My progress into data science hasn’t been as linear as I had hoped since, but life (especially in these times) isn’t always a linear progression!

Nonetheless, I am here now and looking forward to learning with you (bear with me, I will need some time to warm up to this kind of writing). Without further adieu, here is my first data science article on Medium:

Introduction to the project

With the arrival of advanced analytics in the sports world, there has been a general tension regarding the efficacy of statistics for predicting a team or a player’s performance.

While some maverick sports veterans like Charles Barkley view analytics as “crap,” others among the newer, big-data school of thought, view statistics as a vital aspect of professional sports altogether (like Billy Bean and the Oakland A’s in the early 2000s).

But, who is more correct?

Is it a player’s feel for and experience with their sport that makes them win more than their opponents? Or, can we abstract their game to figures and stat-lines to predict future performance?

Goals

As a beginner statistician, I lie firmly on the Moneyball side of the argument. My ultimate goal is to prove the Charles Barkley’s of the world wrong and to demonstrate that large numbers can accurately predict a team’s or a player’s performance.

In this project, I hope to demonstrate this idea with entire NBA teams as my subjects. I will gather time-series data over decades regarding each team’s offensive and defensive production. I will then construct machine learning models to predict those NBA teams’ win counts at the end of any inputted season.

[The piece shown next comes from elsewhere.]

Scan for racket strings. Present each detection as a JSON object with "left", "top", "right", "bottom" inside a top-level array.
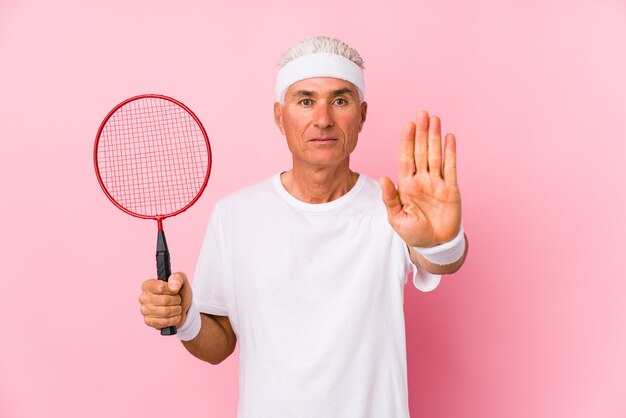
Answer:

As we have only just passed the 1/3 mark of the 2020–21 season, this article’s predictions may prove intriguing come play-in series time (which are set for May). As such, I will re-run my models throughout the season and provide updates to my predictions in subsequent articles.

Data acquisition

As this is the beginning of my documented data science learning journey, I wanted to ensure that any data collection frameworks I created would be generalizable and relatively future-proof. This requirement was important to me because I wanted the ability to re-evaluate my projects in the future as I improve.

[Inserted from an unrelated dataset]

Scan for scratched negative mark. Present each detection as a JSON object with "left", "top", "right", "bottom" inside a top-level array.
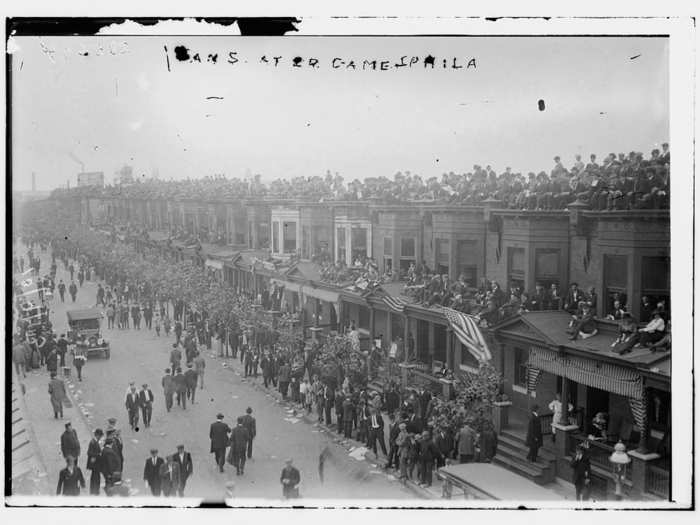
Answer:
[{"left": 175, "top": 46, "right": 190, "bottom": 62}]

In the scope of this project, this meant creating a collection script that would be easy-to-use and that would work for future NBA seasons.

Before I talk about my data scraping framework, I’ll first discuss the data which I used to power this project.

In short, it all comes from the amazing basketball-reference.com.

Basketball-Reference is my go-to site for NBA stats. In addition to succinctly organizing information on each player and team, Basketball-Reference features a relatively simple backend HTML structure. This simpler HTML proved incredibly useful as my web-scraping script relied on BeautifulSoup to somewhat manually traverse it.

After a brief exploration of Basketball-Reference for data that would operate well in my model, I stumbled upon what I consider to be the perfect webpage for this project. This ended up being the season summary pages. Linked here, Basketball-Reference season summary pages provide ample data on how each team performed both offensively and defensively in a given season. This page also contains potentially useful data like whether a certain team makes the playoffs, how many wins they had, and so much more.

This singular webpage contained so much useful data for this project that I ended up gathering from it 51 potentially relevant independent variables for my models (which I will likely need to trim down).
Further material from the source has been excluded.